Ich habe für die Fotos spaßeshalber mal meine 1800 lumen Taschenlampe durch ein Loch im Blech geleuchtet. Phantastisch.
Allerdings nur in einem dunklen Raum
Zuerst dacht ich daran einfach ein Panel nur auf dem Boden zu befestigen Der Blechrand ist der das Glas umfasst ist ca 2cm hoch.

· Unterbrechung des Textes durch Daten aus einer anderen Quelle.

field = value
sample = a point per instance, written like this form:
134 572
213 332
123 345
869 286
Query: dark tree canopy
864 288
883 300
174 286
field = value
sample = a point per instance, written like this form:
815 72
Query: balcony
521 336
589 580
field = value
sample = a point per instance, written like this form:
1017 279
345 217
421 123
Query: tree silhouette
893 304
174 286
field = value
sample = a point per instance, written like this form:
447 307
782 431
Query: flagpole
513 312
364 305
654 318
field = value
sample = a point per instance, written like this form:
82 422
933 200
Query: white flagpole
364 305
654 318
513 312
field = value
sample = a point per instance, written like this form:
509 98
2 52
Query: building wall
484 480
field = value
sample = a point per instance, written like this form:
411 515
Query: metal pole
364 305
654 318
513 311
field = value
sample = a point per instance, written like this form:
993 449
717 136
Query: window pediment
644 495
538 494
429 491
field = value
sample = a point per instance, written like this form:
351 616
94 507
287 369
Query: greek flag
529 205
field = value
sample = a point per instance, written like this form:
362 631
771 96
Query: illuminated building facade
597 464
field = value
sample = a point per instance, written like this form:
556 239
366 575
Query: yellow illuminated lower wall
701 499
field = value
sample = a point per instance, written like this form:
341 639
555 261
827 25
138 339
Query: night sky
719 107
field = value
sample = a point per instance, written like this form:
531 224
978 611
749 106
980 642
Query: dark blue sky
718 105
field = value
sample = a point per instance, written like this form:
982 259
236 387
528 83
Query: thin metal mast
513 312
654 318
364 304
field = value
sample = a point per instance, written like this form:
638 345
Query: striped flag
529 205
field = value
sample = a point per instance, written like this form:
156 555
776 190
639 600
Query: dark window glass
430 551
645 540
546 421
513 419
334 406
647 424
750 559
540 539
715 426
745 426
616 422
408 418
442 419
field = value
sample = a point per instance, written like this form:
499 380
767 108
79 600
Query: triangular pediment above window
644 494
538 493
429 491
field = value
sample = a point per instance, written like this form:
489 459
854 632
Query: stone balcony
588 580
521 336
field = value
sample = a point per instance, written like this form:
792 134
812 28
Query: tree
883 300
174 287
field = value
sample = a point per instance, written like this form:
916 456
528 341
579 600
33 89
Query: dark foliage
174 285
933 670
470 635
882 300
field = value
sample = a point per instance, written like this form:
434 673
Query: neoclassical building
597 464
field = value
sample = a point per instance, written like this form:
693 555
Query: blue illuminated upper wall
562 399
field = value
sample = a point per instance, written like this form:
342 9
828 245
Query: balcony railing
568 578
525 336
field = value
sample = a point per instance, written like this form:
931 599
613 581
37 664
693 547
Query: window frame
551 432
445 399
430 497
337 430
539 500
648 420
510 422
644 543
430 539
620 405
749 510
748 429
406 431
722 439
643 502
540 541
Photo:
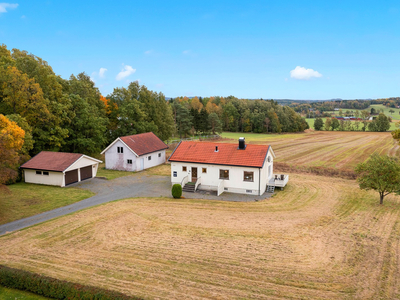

Das Schild soll später in einem Fahrradmuseum aufgehängt werden das heißt es ist mit Umgebungslicht zu rechnen und mann sieht das Schild von Unten. Ich bin kompletter Led Laie , einen Lötkolben kann ich halten aber mit Schaltplänen fange ich wenig an.

Hat jemand ein Gefühl wieviel Licht benötigt wird und einen finanziell stemmbare Idee. Bei Raumlicht sollte das Schild gut sichtbar sein

Anschaffung und Restaurierung waren nicht billig,und ausprobieren könnte doch ziemlich teuer werden. Das heißt viel Lichtleistung pro Euro und nicht all zu schwierige Verarbeitung. Gegen eine Komplett läösung hätte ich nichts einzuwenden.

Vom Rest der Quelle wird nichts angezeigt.